Check Even Partitioning

Easy
0/40
Average time to solve is 15m
9 upvotes
Asked in company
Nagarro Software

Problem statement

You are given a positive integer ‘N’. You have to check whether ‘N’ can be represented as a sum of two even numbers or not.

For example: 
If the given number is 6, The number 6 can be represented as 2 + 4, and both 2 and 4 are even numbers. Hence the answer is “YES”.
Detailed explanation ( Input/output format, Notes, Images )
Input Format: 
The first line of the input contains an integer, 'T,’ denoting the number of test cases.

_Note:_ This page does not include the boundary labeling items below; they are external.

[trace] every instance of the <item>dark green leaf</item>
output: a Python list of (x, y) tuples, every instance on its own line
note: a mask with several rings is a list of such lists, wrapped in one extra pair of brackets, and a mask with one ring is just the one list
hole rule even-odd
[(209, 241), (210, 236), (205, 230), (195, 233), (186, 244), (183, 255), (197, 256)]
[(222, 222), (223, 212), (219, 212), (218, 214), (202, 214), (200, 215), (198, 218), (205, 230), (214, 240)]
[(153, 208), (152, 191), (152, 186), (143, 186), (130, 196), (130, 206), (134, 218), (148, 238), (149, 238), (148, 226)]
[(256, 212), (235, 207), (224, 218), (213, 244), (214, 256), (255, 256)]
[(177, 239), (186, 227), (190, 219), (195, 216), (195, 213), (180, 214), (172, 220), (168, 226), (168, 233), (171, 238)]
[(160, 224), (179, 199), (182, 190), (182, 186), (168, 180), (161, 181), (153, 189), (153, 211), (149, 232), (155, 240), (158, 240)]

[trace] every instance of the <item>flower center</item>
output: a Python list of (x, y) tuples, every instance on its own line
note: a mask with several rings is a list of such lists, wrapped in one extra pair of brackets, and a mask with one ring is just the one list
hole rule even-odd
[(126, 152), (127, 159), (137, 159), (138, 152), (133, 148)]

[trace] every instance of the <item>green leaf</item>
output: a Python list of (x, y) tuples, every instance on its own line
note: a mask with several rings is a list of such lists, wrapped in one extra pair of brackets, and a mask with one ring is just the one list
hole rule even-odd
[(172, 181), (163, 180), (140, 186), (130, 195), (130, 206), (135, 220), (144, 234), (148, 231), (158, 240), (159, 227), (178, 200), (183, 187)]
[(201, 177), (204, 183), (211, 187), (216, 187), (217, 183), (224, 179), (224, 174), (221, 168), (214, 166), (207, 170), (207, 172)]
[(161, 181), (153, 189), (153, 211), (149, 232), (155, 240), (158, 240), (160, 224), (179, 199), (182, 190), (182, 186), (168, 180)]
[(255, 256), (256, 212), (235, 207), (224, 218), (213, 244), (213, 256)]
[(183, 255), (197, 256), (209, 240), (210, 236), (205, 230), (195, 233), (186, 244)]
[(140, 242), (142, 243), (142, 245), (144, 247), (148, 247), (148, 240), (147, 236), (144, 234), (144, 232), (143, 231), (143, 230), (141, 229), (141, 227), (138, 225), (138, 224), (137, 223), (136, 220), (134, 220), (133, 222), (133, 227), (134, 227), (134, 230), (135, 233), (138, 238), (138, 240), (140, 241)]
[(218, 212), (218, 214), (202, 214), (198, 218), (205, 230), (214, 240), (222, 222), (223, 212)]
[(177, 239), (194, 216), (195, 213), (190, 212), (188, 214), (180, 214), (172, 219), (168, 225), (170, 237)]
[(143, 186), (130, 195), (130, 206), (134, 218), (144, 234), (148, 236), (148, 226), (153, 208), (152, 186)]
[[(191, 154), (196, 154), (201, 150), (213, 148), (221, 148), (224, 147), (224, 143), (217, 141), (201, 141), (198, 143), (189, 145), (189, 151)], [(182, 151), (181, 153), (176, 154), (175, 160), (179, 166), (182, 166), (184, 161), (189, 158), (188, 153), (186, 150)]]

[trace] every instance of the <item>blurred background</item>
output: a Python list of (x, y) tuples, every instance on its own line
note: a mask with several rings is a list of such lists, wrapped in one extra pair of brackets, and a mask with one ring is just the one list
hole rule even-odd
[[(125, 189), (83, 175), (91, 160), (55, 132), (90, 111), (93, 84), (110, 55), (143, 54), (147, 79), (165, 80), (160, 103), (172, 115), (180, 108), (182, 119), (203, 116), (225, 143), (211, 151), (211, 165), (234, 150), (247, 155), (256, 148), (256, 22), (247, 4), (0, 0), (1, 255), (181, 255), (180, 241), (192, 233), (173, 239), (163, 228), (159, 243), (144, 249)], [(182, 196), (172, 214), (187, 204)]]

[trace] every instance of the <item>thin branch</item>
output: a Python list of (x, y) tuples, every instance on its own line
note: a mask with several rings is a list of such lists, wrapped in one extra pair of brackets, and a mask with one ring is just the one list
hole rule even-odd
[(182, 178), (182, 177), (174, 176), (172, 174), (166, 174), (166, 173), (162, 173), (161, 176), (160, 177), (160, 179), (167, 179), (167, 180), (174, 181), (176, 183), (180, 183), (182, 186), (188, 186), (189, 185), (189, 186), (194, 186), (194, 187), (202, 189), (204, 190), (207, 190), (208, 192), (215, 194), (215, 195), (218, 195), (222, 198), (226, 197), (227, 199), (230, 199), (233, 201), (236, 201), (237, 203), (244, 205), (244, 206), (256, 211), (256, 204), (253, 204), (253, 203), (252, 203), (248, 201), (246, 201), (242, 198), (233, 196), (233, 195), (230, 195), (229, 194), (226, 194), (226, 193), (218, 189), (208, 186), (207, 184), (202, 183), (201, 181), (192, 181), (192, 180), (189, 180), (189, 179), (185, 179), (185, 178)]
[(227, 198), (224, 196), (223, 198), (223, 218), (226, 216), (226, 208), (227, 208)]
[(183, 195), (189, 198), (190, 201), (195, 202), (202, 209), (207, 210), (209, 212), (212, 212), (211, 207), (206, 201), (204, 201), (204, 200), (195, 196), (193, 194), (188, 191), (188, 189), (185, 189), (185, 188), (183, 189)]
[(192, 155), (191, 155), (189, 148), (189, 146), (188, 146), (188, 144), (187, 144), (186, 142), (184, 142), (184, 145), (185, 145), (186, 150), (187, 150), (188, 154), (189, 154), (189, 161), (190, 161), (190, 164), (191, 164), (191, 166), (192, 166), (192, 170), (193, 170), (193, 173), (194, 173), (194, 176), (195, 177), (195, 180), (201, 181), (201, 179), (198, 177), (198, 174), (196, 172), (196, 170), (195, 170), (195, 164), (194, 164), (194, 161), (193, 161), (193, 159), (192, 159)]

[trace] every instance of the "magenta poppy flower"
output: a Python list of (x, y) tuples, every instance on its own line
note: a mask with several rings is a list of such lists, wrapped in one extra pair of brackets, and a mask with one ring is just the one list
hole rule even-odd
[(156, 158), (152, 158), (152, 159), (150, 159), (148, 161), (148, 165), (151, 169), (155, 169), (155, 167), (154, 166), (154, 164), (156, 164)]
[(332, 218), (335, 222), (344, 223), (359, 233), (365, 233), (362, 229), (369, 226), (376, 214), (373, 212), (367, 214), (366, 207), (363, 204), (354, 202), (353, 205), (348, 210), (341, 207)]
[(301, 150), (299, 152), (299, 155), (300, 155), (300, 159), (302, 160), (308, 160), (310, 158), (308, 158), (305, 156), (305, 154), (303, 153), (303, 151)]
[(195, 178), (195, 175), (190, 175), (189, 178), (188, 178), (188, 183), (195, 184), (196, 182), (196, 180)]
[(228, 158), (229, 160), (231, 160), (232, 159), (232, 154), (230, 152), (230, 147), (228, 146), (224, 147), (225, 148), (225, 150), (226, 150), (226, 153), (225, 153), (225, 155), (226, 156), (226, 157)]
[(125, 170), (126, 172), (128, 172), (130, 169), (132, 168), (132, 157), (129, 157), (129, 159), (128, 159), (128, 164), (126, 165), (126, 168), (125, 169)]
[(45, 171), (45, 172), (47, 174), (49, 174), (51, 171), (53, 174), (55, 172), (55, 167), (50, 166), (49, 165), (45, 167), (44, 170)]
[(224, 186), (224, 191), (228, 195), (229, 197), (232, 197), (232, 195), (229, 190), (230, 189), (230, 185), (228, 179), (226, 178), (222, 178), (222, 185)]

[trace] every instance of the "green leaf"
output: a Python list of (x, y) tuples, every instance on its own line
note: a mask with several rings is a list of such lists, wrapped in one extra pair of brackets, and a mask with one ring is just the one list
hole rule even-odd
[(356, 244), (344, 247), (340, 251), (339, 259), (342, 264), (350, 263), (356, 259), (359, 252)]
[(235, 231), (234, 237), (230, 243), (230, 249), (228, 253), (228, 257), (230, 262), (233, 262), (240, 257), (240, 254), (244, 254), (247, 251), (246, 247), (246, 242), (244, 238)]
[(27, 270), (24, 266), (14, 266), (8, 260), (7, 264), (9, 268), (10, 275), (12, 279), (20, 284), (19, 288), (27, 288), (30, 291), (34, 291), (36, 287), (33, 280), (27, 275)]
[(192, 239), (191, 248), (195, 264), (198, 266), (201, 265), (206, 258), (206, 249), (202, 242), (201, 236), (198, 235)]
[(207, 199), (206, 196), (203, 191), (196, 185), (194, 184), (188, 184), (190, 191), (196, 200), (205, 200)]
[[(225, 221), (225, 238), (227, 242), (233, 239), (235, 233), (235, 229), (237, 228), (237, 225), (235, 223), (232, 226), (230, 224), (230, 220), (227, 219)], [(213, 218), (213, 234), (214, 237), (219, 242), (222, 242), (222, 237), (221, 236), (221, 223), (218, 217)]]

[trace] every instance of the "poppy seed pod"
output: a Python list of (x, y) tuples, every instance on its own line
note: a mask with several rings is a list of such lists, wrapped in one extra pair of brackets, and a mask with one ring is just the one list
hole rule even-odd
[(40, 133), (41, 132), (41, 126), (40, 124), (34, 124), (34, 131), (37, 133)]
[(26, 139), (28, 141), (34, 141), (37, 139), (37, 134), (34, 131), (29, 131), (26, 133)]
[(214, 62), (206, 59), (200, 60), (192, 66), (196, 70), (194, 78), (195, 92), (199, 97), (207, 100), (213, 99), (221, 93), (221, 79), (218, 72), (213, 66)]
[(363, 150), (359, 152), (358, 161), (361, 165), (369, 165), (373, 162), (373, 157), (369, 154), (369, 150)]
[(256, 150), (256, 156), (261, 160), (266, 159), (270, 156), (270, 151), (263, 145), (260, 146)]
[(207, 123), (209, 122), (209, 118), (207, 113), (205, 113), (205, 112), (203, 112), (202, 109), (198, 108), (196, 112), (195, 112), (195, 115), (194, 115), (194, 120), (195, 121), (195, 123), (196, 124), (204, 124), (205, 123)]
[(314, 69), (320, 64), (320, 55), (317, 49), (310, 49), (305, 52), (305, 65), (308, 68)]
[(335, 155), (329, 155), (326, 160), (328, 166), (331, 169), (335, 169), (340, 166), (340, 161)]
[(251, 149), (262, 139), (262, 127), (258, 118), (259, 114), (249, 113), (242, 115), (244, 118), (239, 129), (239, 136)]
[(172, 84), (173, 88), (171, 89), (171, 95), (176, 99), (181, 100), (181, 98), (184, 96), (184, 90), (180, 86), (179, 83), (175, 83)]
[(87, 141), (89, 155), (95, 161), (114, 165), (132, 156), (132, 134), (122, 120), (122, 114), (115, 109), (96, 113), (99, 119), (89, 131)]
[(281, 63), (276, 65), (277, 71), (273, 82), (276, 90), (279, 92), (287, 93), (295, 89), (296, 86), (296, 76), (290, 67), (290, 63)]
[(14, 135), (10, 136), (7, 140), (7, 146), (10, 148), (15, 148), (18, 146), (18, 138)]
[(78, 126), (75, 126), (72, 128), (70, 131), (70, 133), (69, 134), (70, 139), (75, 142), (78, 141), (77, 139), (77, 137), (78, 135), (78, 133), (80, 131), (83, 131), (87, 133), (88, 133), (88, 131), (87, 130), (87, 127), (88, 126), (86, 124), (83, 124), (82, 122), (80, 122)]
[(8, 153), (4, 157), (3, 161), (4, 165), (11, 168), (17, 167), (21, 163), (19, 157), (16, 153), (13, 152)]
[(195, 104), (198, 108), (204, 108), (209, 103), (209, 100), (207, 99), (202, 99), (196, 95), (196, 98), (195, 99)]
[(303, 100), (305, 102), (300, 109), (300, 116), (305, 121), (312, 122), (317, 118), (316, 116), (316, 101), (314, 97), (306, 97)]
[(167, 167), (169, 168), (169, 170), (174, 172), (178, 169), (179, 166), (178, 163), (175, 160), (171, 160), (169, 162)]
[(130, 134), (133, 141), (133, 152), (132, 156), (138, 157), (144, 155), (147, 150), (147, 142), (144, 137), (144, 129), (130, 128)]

The first line of each test case contains a single integer ‘N’, representing the given integer.
Output Format: 
For each test case, print “YES” if ‘N’ can be represented as a sum of two even numbers. Otherwise, print “NO”.

Print the output of each test case in a separate line.
Note: 
You do not need to print anything. It has already been taken care of. Just implement the given function.
Constraints: 
1 <= T <= 10
1 <= N <= 10^9

Time limit: 1 sec
Sample Input 1:
2
16
11
Sample Output 1:
YES
NO
Explanation of sample input 1:
For the first test case, 
The number 16 can be represented as 10 + 6, and both 10 and 6 are even numbers. Hence the answer is “YES”.

For the second test case,
The number 11 cannot be represented as a sum of two even numbers. Hence the answer is “NO”.
Sample Input 2:
2
44
2
Sample Output 2:
YES
NO
Hint

The Sum of two even numbers is always even.

Approaches (1)
Simple Observation

The intuition behind the approach is that the sum of two even numbers is always even.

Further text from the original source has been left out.